Host’s peers among real estate investment trusts with full-service hotels are still waiting for the group and business-transient segments to recover. In the first quarter, group room nights at Host’s properties were down 42% compared to the first quarter of 2019, but by the second quarter, group room nights had narrowed the gap, just 8.5% behind pre-pandemic levels.

“Meeting planners have not hit pause. We’re still seeing strong booking activity into 2023 with 2.2 million definites on the books for 2023,” Risoleo said. “The total group revenue pace continues to improve; it’s down 9% now to 2019 with strong ADR growth. Hotels booked I think 253,000 group room nights in the quarter for 2023. That activity was about 83% of 2019 levels, which is about on par with where it was in quarter one. So very encouraging as we look out beyond even 2022.”

He added that the recovery of business travel isn’t going to be even across all of Host’s urban markets, which include Chicago, New York, Boston, San Francisco and Miami.

“We continue to pick up business transient room nights, and we’re not seeing any softness there whatsoever,” Risoleo said. “I think it’s just a matter of time that’s going to evolve and it’s not going to evolve evenly across the country.

“There are going to be some markets that are going to take longer to get back to 2019 levels and others that are roaring back right now. So the short answer is we fully anticipate that we’re going to see a recovery to prior peak occupancy levels both on the [business-transient] side and on the group side.”

Across the hotel industry, properties have remained open with less than optimal staffing levels, and Risoleo said Host’s portfolio is operating with about 94% of recommended staffing levels.

“I think the labor situation is going to stabilize as we’ve said before, and we look at this on a regular basis,” he said. “We anticipate wage growth this year, 4% to 5%, probably 4.5% to 5% that is to be a little more tight in the range. So it’s not off the charts.”


In April, Host sold the Sheraton New York Times Square Hotel for $373 million. During Thursday’s earnings conference call, Risoleo said the company is patiently determining how best to deploy capital.
https://ir.hosthotels.com/news-releases/news-release-details/host-hotels-resorts-disposes-sheraton-new-york-times-square

“We are uniquely positioned as a buyer of assets in this marketplace given where the debt capital markets are today, the fact that it is virtually impossible to get meaningful levels of debt on the acquisition front,” he said. “We’re tracking a lot of transactions, and we will balance whether or not the right decision is to invest in an asset given where our cost of capital is today, and what the underwriting requirements would have to be versus buying back our stock over the course of the balance of this year and into next year.”
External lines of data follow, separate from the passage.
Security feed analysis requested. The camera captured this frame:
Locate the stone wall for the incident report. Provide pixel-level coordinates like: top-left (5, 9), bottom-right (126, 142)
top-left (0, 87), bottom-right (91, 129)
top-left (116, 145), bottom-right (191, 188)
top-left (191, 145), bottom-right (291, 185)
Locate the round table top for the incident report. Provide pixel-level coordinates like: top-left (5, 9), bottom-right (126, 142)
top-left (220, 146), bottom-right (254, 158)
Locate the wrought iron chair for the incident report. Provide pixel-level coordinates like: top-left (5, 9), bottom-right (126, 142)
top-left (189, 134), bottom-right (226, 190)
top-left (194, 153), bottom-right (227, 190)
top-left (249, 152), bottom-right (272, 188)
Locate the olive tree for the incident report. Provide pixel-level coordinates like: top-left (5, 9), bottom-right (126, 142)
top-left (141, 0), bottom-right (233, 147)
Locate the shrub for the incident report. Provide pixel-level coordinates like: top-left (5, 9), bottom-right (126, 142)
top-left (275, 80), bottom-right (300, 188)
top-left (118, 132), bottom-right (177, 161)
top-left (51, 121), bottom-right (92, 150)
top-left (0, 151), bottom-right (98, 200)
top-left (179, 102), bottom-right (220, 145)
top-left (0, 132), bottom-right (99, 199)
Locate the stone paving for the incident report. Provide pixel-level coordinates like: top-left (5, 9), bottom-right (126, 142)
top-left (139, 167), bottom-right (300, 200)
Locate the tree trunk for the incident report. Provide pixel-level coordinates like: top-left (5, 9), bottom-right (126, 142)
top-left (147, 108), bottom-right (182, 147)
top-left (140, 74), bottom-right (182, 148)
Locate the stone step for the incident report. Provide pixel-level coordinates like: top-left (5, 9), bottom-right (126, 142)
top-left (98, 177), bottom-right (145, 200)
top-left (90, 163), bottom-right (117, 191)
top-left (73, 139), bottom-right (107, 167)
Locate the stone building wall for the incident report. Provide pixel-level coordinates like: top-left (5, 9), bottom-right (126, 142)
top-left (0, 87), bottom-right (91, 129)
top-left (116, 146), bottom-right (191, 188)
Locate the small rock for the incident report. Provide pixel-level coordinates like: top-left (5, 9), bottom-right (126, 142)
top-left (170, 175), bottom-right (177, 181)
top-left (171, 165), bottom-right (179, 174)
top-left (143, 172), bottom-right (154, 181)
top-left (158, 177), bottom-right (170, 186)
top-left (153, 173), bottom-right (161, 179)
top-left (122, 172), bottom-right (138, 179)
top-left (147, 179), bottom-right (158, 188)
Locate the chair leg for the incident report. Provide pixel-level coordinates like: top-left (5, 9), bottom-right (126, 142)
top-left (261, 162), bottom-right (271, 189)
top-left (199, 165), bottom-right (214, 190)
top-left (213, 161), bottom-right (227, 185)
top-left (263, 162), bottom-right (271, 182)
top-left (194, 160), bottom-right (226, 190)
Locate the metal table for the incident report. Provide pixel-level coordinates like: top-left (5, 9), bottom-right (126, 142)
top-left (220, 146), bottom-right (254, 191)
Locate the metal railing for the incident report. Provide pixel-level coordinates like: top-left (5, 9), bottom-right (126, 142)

One analyst asked whether Host could be more active in development, and Risoleo said while Host is willing to spend on capital improvement projects in its portfolio, the REIT is unlikely to uncover dirt for new-build projects.

“I don’t think you should expect us to be a greenfield developer. We’re not out doing big ground-up deals,” he said. “We just don’t think that that is a good use of our capital. And I might add that as part of the Noble investment, we do have the ability to participate in a development fund with Noble and bring our expertise to bear and not tie up all of our capital on our balance sheet. So that’s one of the reasons we made the strategic investment in Noble.”


During the quarter, Host Hotels & Resorts reported revenue of $1.38 billion, up 112.8% over the second quarter of 2021, but down 6.9% from the second quarter of 2019, according to its earnings release. Net income was $260 million, and adjusted EBITDA for real estate was $500 million.

The company’s portfolio reported second-quarter RevPAR of $219.30, which was up 3.7% from the same quarter in 2019. Average daily rate was $296.91, which was 14.8% higher than the second quarter of 2019. Hotel occupancy was 73.9%, down 9.7% from the same quarter in 2019.

As of press time, Host’s stock was trading at $17.68 per share, up 1.7% year to date. The Nasdaq Composite Index was down 19% for the same period.